Em contextos históricos de guerra, muitas crianças foram retiradas de suas famílias originais e realocadas em novas famílias como forma de protegê-las dos perigos iminentes. Exemplos conhecidos incluem a Operação Pied Piper, que, durante a Segunda Guerra Mundial, evacuou crianças das cidades inglesas para áreas rurais, e os “trens das crianças”, que levaram diversas crianças judias para outros países a fim de protegê-las da perseguição nazista.
Outro exemplo desse tipo de situação está no comovente drama italiano “O Trem Italiano da Felicidade”, dirigido por Cristina Comencini e inspirado no livro “Crianças da Guerra: A História Sobre o Trem Italiano da Felicidade”, de Viola Ardone. A obra é baseada em fatos reais de crianças transferidas do sul para o norte da Itália no período pós-Segunda Guerra Mundial. Essa iniciativa surgiu devido à devastação deixada pelo conflito: grande parte dos homens morreu em combate, a economia italiana entrou em colapso, e inúmeras mães ficaram sozinhas, lutando pela sobrevivência de suas famílias.
No filme, acompanhamos Amerigo Speranza (Christian Cervone), um menino de sete anos que vive com sua mãe, Antonietta (Serena Rossi), em Nápoles. Vivendo em extrema pobreza, Amerigo frequentemente se envolve em travessuras com seus amigos, transformando as durezas da infância em lembranças minimamente doces.
Quando sua mãe decide enviá-lo para o norte do país em uma operação organizada pelo Partido Comunista Italiano e pela Unione Donne Italiane (UDI), uma associação de mulheres politizadas, Amerigo vai parar na casa de Derna (Bárbara Ronchi), uma mulher solteira e sem filhos.
Antonietta e Derna representam extremos na vida de Amerigo. Enquanto sua mãe biológica é uma figura dura e resiliente, Derna se mostra carinhosa e acolhedora, oferecendo ao garoto oportunidades que ele jamais teria em Nápoles. Na companhia de Derna, Amerigo trabalha na fazenda, brinca livremente no campo, desfruta de fartura à mesa e descobre sua paixão pela música ao aprender violino.

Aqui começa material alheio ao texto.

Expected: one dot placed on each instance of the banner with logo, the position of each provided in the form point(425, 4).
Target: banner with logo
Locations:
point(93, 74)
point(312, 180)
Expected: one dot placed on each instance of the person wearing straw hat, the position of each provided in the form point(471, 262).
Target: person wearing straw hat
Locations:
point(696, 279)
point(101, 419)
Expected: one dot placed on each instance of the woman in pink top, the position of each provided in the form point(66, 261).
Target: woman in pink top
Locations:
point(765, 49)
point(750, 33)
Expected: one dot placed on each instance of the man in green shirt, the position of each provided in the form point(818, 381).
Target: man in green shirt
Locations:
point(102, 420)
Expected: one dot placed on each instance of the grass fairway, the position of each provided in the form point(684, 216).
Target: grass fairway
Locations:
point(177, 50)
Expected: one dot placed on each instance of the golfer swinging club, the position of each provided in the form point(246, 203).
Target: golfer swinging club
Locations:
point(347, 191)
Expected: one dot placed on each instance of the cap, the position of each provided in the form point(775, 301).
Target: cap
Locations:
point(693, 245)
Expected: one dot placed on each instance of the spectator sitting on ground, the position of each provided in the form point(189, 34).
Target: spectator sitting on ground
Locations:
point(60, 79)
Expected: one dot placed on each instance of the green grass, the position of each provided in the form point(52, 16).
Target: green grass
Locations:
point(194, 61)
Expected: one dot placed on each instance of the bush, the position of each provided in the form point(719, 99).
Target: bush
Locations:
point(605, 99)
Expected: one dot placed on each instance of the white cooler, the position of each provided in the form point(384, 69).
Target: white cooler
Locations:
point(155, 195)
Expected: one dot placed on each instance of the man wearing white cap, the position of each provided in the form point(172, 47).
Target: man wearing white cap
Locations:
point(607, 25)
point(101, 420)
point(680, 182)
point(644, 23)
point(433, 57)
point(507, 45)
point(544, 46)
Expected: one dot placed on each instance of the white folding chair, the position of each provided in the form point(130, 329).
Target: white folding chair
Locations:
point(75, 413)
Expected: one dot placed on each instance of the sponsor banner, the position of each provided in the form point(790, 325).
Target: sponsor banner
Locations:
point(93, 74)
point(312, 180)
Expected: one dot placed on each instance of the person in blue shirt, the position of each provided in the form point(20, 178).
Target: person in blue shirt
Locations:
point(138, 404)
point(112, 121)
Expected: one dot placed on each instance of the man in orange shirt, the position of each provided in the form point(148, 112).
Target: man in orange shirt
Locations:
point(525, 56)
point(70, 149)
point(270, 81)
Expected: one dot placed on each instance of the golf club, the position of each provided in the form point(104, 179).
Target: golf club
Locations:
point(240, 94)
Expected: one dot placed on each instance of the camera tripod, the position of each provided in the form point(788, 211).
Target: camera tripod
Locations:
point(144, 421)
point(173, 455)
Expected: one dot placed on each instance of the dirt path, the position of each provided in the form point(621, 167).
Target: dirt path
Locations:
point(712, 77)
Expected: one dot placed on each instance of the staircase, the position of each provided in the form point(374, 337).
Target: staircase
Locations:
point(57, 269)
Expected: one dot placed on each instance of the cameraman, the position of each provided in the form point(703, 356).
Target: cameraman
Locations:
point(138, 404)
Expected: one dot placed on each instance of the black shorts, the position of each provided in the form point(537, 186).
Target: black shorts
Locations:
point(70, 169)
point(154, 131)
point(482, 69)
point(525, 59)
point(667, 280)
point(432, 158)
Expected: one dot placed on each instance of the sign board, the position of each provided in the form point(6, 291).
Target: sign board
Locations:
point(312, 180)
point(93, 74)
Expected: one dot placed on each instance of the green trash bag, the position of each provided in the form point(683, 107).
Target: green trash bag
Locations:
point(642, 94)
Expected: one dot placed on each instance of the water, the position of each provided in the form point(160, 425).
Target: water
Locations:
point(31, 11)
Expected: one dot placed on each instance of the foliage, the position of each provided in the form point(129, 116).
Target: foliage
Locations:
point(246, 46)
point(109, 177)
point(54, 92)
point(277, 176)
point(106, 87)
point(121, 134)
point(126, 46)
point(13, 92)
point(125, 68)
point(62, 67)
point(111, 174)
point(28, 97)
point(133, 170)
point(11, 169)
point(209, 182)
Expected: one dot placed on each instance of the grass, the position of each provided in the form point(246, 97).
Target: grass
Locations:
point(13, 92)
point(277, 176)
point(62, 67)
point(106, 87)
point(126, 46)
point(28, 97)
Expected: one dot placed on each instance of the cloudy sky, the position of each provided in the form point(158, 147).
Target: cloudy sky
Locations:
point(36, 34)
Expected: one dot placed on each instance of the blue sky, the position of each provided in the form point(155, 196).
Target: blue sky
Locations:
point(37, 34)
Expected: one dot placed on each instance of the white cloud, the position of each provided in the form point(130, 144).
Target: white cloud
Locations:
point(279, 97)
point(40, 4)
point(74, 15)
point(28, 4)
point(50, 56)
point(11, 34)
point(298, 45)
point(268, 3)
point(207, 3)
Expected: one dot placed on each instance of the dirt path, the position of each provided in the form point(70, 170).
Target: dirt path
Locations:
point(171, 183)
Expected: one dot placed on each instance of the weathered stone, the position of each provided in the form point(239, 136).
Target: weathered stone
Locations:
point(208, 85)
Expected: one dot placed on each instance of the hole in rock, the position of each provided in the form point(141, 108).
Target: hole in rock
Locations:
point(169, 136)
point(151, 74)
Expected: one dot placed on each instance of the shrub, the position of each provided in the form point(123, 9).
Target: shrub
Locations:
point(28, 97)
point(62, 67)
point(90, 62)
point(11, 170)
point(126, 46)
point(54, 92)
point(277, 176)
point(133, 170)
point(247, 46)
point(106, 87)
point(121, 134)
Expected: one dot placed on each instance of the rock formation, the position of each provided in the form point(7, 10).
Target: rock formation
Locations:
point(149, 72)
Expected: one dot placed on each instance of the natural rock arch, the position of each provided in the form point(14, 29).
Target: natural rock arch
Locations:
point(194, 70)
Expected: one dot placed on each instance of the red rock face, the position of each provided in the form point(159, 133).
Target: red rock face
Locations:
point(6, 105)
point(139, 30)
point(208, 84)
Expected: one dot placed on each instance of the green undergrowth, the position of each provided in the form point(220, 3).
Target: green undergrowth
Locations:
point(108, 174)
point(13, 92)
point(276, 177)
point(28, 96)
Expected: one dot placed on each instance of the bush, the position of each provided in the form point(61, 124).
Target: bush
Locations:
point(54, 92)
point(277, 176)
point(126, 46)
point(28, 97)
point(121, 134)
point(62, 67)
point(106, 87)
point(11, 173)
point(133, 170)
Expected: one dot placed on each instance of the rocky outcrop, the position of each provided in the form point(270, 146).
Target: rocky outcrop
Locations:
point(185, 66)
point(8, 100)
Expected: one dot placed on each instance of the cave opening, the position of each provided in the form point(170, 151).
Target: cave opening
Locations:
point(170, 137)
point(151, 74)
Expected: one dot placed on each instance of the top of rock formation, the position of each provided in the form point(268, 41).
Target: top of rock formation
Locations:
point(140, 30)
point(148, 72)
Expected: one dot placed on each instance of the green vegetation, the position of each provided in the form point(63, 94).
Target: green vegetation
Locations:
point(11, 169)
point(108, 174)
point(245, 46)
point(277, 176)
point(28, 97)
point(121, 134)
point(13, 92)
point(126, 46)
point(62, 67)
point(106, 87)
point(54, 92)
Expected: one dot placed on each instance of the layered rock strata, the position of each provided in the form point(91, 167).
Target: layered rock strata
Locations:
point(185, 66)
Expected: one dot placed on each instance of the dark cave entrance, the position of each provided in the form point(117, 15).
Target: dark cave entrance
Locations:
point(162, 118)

Mesmo enquanto vive essa nova realidade, Amerigo sente saudades de sua mãe, trocando cartas com ela e alimentando o desejo de retornar. No entanto, ele também cria um forte laço com Derna, que se torna uma figura maternal significativa. Ao fim de sua estadia no norte, Amerigo volta ansioso para reencontrar Antonietta, compartilhar suas experiências e exibir seu violino e o progresso que fez no instrumento.
No entanto, a recepção de Antonietta é fria, pois ela reconhece que não pode oferecer ao filho o mesmo conforto que ele teve com Derna. O choque entre essas duas realidades afeta tanto Amerigo quanto sua mãe biológica, que agora parecem distantes devido ao tempo e à separação.
Com uma atmosfera melancólica e nostálgica, reminiscentes de “Cinema Paradiso”, o filme se destaca pelas atuações emocionantes de Rossi e Ronchi, que dão ritmo ao drama, acompanhado pela trilha sonora comovente de Nicola Piovani, vencedor do Oscar. “O Trem Italiano da Felicidade” já se tornou um dos meus favoritos do ano, embora, infelizmente, não tenha sido inscrito para concorrer ao Oscar 2025.